Speed of adaptation and genomic signatures in arms race and trench warfare models of host-parasite coevolution
Aurelien Tellier, Stefany Moreno-Game, Wolfgang Stephan
(Submitted on 25 Jul 2013)
Host and parasite population genomic data are increasingly used to discover novel major genes underlying coevolution, assuming that natural selection generates two distinguishable polymorphism patterns: selective sweeps and balancing selection. These genomic signatures would result from two coevolutionary dynamics, the trench warfare with fast cycles of allele frequencies and the arms race with slow recurrent fixation of alleles.
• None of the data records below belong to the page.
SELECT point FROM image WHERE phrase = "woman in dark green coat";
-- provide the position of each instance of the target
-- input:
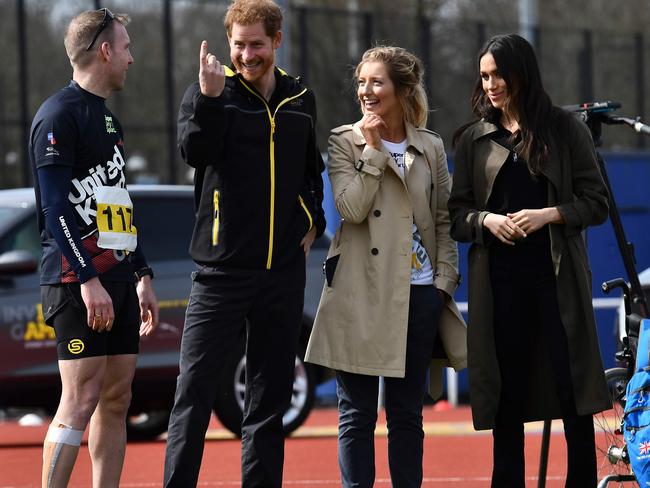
(526, 184)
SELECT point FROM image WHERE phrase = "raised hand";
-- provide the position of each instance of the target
(371, 126)
(212, 76)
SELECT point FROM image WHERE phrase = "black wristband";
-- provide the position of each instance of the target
(146, 271)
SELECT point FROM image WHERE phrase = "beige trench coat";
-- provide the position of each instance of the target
(361, 323)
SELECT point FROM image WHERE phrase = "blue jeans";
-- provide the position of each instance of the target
(404, 399)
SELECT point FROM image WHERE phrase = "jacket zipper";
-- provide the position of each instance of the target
(269, 258)
(304, 207)
(215, 214)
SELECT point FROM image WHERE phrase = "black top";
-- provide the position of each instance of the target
(74, 133)
(515, 188)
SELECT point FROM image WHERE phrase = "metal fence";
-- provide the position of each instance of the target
(322, 45)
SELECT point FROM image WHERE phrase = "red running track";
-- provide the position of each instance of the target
(454, 455)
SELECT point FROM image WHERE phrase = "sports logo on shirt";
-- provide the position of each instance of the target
(110, 129)
(50, 150)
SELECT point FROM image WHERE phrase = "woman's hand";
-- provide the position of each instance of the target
(371, 126)
(531, 220)
(504, 228)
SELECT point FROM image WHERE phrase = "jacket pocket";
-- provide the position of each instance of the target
(215, 216)
(329, 267)
(310, 219)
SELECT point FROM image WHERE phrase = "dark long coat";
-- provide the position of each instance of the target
(576, 188)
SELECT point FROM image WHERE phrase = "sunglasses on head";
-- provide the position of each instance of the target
(108, 17)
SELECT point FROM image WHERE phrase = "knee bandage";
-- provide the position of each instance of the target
(60, 434)
(63, 434)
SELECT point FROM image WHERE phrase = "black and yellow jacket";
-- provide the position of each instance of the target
(258, 186)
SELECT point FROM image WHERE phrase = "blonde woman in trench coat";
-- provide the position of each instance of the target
(526, 184)
(390, 272)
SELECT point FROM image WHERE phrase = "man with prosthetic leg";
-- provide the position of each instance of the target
(95, 283)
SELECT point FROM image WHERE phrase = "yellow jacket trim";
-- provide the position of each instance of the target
(304, 207)
(269, 258)
(215, 223)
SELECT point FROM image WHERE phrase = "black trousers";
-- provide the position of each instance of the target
(357, 395)
(525, 299)
(222, 302)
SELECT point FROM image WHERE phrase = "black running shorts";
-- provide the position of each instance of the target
(64, 309)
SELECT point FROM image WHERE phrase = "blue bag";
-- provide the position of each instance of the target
(636, 416)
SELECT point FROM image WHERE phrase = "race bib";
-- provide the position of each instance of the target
(115, 219)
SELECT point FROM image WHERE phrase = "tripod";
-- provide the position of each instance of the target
(594, 115)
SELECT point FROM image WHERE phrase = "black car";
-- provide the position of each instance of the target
(165, 215)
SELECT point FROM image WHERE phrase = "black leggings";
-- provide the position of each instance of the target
(525, 298)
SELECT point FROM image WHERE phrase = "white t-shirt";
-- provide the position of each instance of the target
(421, 269)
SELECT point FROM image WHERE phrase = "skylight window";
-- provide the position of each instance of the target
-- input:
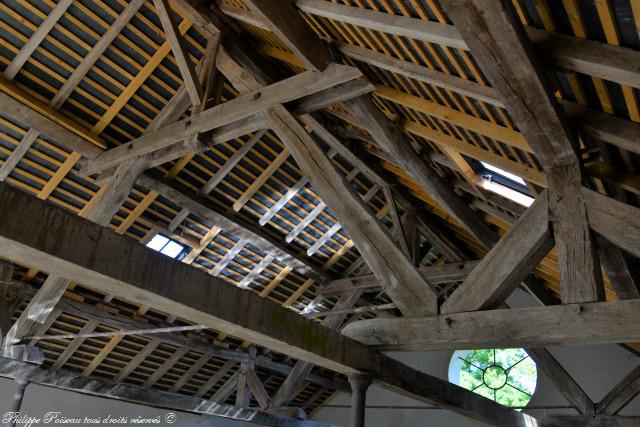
(507, 192)
(505, 184)
(504, 173)
(166, 246)
(507, 376)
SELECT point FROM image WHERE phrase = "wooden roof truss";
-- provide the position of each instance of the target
(330, 172)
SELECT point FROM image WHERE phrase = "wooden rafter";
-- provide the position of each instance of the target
(500, 45)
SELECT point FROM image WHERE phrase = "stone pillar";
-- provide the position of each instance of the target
(359, 385)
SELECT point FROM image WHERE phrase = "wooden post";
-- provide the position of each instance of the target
(359, 386)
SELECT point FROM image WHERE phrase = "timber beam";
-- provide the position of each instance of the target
(37, 234)
(232, 111)
(65, 380)
(570, 324)
(500, 44)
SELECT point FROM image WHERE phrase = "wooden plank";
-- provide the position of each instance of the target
(223, 393)
(435, 274)
(36, 39)
(204, 242)
(231, 111)
(96, 52)
(42, 122)
(404, 283)
(98, 387)
(137, 212)
(113, 193)
(228, 257)
(288, 26)
(282, 201)
(446, 141)
(565, 384)
(178, 219)
(145, 276)
(37, 311)
(260, 180)
(165, 367)
(215, 378)
(623, 278)
(191, 81)
(256, 271)
(18, 153)
(620, 395)
(241, 229)
(74, 344)
(390, 138)
(232, 162)
(189, 374)
(501, 46)
(103, 354)
(423, 74)
(159, 55)
(301, 370)
(570, 324)
(137, 360)
(576, 54)
(336, 227)
(427, 31)
(308, 219)
(507, 264)
(617, 221)
(246, 16)
(483, 127)
(258, 390)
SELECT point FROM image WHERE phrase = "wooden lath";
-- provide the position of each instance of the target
(79, 314)
(48, 170)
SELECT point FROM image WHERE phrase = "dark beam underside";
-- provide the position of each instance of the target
(43, 236)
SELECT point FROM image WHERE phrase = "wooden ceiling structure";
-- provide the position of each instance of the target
(318, 156)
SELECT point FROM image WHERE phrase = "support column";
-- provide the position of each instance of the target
(21, 383)
(359, 385)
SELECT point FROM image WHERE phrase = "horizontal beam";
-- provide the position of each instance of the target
(242, 229)
(435, 274)
(91, 313)
(42, 122)
(589, 57)
(618, 222)
(71, 247)
(65, 380)
(571, 324)
(40, 235)
(507, 264)
(231, 111)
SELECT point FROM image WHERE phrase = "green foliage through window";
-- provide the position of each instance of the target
(507, 376)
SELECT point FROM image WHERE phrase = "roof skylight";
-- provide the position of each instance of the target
(165, 246)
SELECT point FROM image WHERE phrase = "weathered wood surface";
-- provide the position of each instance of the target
(566, 385)
(507, 264)
(435, 274)
(187, 71)
(37, 234)
(289, 26)
(618, 222)
(571, 324)
(589, 57)
(238, 227)
(231, 111)
(503, 50)
(621, 395)
(66, 380)
(404, 284)
(390, 138)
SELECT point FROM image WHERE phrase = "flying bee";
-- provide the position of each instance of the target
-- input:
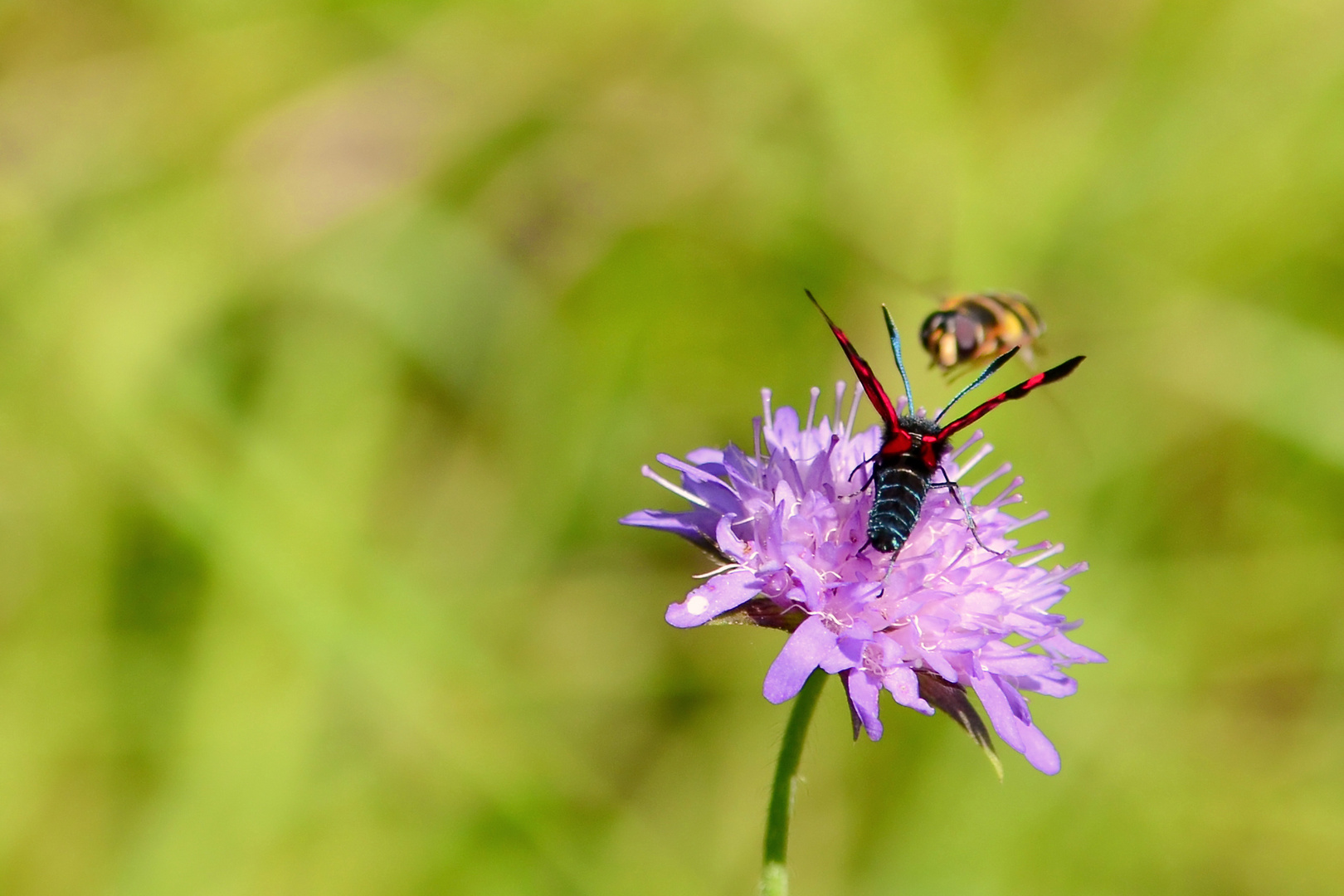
(977, 325)
(913, 446)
However, based on genome scans for selection, few genes for coevolution have yet been found in hosts. To address this issue, we build a gene-for-gene model with genetic drift, mutation and integrating coalescent simulations to study observable genomic signatures at host and parasite loci. In contrast to the conventional wisdom, we show that coevolutionary cycles are not faster under the trench warfare model compared to the arms race, except for large population sizes and high values of coevolutionary costs. Based on the generated SNP frequencies, the expected balancing selection signature under the trench warfare dynamics appears to be only observable in parasite sequences in a limited range of parameter, if effective population sizes are sufficiently large (>1000) and if selection has been acting for a long time (>4N generations). On the other hand, the typical signature of the arms race dynamics, i.e. selective sweeps, can be detected in parasite and to a lesser extent in host populations even if coevolution is recent. We suggest to study signatures of coevolution via population genomics of parasites rather than hosts, and caution against inferring coevolutionary dynamics based on the speed of coevolution.